Diversas empresas já miram esse mercado e, recentemente, em 26 de julho de 2022, foi anunciada a construção da primeira planta de hidrogênio verde em escala industrial do Brasil. A planta será construída pela Thyssenkrupp Nucera para a Unigel, uma das maiores empresas químicas da América Latina e maior fabricante de fertilizantes nitrogenados do país, no Polo Petroquímico de Camaçari (BA), que compreenderá projeto integrado de hidrogênio e amônia verde e deverá entrar em operação até o final de 2023.

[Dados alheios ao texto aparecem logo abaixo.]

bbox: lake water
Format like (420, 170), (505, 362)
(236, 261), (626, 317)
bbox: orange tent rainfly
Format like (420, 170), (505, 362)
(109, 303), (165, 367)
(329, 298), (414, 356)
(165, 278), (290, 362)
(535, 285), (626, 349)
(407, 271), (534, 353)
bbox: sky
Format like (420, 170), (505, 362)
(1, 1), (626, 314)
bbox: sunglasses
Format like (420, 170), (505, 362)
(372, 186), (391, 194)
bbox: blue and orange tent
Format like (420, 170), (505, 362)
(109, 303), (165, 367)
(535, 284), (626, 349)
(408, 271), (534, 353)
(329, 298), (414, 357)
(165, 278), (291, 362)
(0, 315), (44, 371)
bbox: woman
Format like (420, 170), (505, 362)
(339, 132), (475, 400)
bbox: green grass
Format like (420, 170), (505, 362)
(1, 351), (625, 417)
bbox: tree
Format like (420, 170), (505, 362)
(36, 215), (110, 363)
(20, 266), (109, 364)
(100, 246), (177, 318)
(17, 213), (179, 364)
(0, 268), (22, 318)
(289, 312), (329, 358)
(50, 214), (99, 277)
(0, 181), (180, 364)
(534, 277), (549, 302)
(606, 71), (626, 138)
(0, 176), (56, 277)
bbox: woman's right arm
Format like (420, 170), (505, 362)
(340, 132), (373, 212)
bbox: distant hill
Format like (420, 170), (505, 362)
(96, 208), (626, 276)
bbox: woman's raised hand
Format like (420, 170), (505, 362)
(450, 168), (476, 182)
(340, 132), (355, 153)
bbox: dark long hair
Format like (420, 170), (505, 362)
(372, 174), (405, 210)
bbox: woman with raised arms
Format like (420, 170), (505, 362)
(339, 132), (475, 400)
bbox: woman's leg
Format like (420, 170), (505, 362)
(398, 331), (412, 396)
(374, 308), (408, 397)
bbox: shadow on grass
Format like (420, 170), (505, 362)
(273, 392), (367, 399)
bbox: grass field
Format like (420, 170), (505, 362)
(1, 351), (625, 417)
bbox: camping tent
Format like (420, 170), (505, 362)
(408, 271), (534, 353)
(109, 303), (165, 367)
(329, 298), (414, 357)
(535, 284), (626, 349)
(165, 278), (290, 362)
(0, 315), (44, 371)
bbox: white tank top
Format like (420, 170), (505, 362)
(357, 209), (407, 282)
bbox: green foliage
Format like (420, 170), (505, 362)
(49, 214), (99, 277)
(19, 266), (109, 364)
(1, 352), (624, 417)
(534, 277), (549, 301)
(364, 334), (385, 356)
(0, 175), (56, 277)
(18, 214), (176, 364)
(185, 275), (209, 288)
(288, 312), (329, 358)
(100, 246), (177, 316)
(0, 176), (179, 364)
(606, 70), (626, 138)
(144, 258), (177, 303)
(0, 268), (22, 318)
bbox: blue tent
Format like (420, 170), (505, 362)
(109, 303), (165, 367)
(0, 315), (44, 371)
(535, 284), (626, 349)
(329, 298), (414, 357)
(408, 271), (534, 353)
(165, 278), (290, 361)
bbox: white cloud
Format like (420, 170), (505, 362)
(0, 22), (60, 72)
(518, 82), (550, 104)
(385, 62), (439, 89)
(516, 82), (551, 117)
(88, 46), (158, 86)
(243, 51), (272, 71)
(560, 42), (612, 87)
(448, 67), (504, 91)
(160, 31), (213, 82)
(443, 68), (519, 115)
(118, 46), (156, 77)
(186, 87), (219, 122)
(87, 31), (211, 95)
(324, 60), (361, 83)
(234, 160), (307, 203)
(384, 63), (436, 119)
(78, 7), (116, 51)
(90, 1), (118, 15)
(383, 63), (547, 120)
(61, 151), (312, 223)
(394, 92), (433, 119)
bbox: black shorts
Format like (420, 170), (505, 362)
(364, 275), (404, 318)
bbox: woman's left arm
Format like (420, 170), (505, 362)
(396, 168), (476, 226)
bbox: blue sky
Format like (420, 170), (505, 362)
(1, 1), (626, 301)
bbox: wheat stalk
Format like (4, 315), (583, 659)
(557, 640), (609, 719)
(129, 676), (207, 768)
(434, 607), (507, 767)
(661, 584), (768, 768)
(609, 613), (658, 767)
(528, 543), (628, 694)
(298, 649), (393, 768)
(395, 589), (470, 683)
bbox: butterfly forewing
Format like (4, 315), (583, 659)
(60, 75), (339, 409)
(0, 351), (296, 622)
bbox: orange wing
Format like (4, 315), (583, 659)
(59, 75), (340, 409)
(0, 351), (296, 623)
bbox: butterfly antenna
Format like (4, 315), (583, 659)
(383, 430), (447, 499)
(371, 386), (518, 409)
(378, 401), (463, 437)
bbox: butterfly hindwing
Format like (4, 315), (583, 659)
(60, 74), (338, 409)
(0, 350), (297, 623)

É preciso destacar também que a amônia verde, produzida a partir do Hidrogênio Verde (H2V), reduz as emissões de gases de efeito estufa em todo o ciclo de produção, colaborando, assim, com a mitigação dos impactos do aquecimento global (especialmente para a produção de fertilizantes) e com relevante impacto no agronegócio.

Considerando as razões acima e tendo em vista a irrefutável necessidade de descarbonização mundial, parece-nos que o Hidrogênio Verde (H2V), de fato, figura como a força motriz desse processo. Nesse contexto, o Brasil possui diversas condições para se posicionar como o grande detentor desse trunfo.

Para tanto, contudo, ainda é necessário o desenvolvimento de um ambiente regulatório capaz de propiciar a segurança jurídica necessária para o desenvolvimento de todos os players que atuam no setor.